Imbarazzato Vigiers disse: «Ma non c’è problema, veramente, se…»
«Non c’è problema Edouard» lo interruppe Sebire. «Aimée è abituata ad intrattenere i miei ospiti d’affari. Ho spesso sperato che scegliesse la mia professione anziché l’insegnamento. Sarebbe stata un vero e proprio fiore all’occhiello per la società.»
«Sai bene che la finanza non mi dice nulla» rispose Amy, nascondendo la rabbia di non poter fare altro che accettare il ruolo impostole di guida turistica. Accidenti a Jon, perché non l’aveva tratta d’impaccio? «Mi piacciono i bambini, sono soddisfatta di fare qualcosa di utile. Non voglio criticare ma il vostro modo di fare soldi non mi gratificherebbe affatto, ho bisogno di un riscontro tangibile dei miei sforzi, non di cifre su un bilancio.»

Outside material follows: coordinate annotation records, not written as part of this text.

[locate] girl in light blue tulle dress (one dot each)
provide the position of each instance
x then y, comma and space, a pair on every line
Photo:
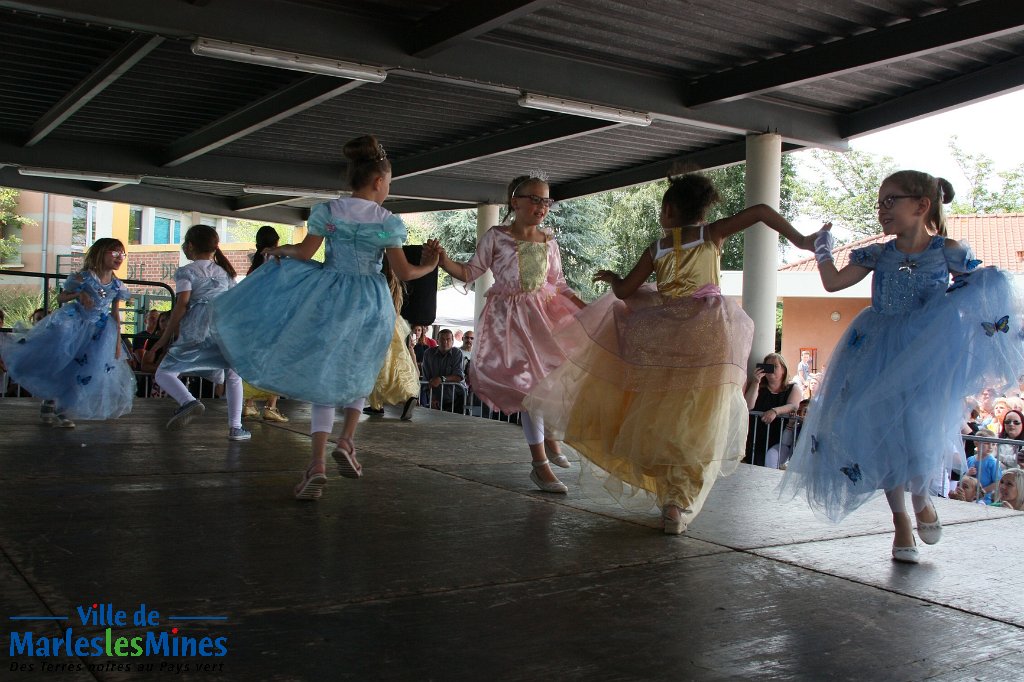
320, 332
888, 415
190, 348
73, 358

«E ottiene questo con i suoi studenti?» chiese Vigiers.
«Sì! Con molti.»
«Con tutti, ne sono sicuro, se hanno te come educatrice.»

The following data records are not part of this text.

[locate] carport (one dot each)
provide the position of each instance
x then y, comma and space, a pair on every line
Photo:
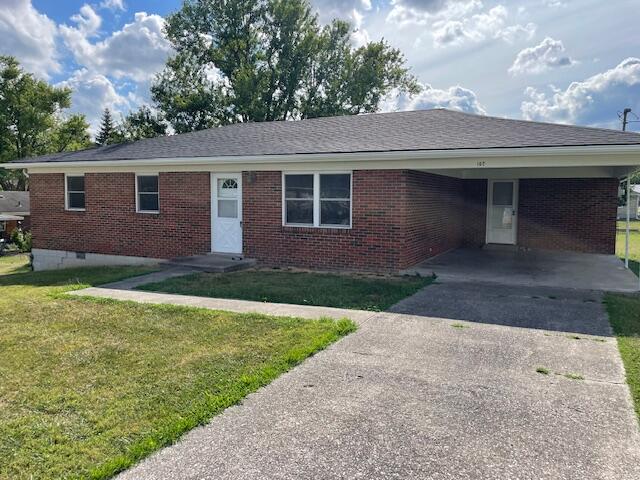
509, 265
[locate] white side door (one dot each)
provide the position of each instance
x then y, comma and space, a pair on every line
226, 213
502, 206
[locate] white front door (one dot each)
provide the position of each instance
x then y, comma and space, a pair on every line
226, 213
502, 205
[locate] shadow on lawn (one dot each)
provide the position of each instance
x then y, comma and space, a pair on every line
82, 277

«Papà, non ho bisogno di uno sponsor!» minacciò lei.
I due uomini risero all’unisono e Grace Duxbury disse: «Non gli dar retta, Amy cara. Sono ambedue di quella razza quasi estinta che crede che gli uomini controllino il mondo. Mi dica, Monsieur Vigiers, ha avuto modo di provare i nostri ristoranti durante la sua sosta qui sull’isola? Come ha trovato la loro cucina in confronto a quelle, ottime, del suo paese?»

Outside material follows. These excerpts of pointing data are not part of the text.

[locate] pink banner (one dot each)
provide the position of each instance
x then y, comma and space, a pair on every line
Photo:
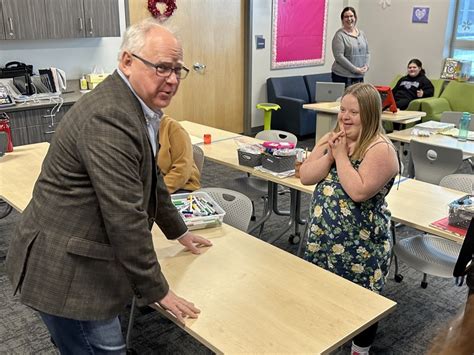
299, 32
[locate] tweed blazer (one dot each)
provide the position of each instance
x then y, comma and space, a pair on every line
83, 246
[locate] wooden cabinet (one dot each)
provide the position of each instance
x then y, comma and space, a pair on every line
83, 18
34, 126
24, 19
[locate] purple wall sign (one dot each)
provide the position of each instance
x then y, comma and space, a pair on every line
420, 14
298, 33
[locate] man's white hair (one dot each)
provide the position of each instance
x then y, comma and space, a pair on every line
134, 37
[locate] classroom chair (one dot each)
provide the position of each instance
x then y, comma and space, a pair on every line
430, 254
254, 188
237, 206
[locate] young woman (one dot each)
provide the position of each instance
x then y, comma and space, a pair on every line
412, 86
354, 168
350, 50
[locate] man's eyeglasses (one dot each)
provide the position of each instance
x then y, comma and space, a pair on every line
164, 70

Mentre la conversazione proseguiva, Amy guardò Childes cercando di comunicargli il suo disappunto per l’indomani. Egli capì e scuotendo leggermente la testa alzò verso di lei il bicchiere. Alzando il proprio Amy rispose al brindisi.
Helen era tornata in cucina dove stava caricando piatti e posate nella lavastoviglie. Era contenta che la cena fosse andata così bene per la sua padrona. La signorina Amy era fortunata ad avere due cavalieri e Helen si chiese come facesse a resistere a quel francese così perbene, colto, con quei suoi modi francesi, quell’aria francese, e quella voce francese… irresistibile!
Rabbrividì e allungò la mano verso la finestra oltre il lavello. La notte s’era fatta fresca, buia, con solo una sottile falce di luna. Tirò a sé i vetri.
Attorno al tavolo si rideva. Duxbury, che oltre ad importare merci varie forniva di mobili, attrezzature e quant’altro servisse le aziende dell’isola e organizzava anche convegni commerciali per conto di società straniere, stava raccontando ai commensali una delle sue storielle su avvenimenti buffi che accadevano ai convegni, come sempre lunghissima ma divertente.
Childes prese una cucchiaiata di soufflé e fece una smorfia di apprezzamento a Amy, che abbozzò un bacetto di risposta. Si era sentito teso all’inizio della serata, sospettoso di Paul Sebire, guardingo, sicuro che sarebbe stato sottoposto a chissà quale prova di giudizio sul suo carattere, sul suo valore. Invece il finanziere era stato più che corretto, l’asprezza dei precedenti incontri dimenticata o, per lo meno, tenuta a freno. Eppure Childes non si sentiva rilassato; si era reso conto che il giovane francese non era solamente un ospite, ma era stato presentato da Sebire come rivale potenziale e la gita di Amy e Vigiers suggerita da Sebire gli confermava questo sospetto. Era ovvio e ingenuo, ma Childes doveva ammettere di avere l’aspetto un po’ dimesso in confronto a Vigiers.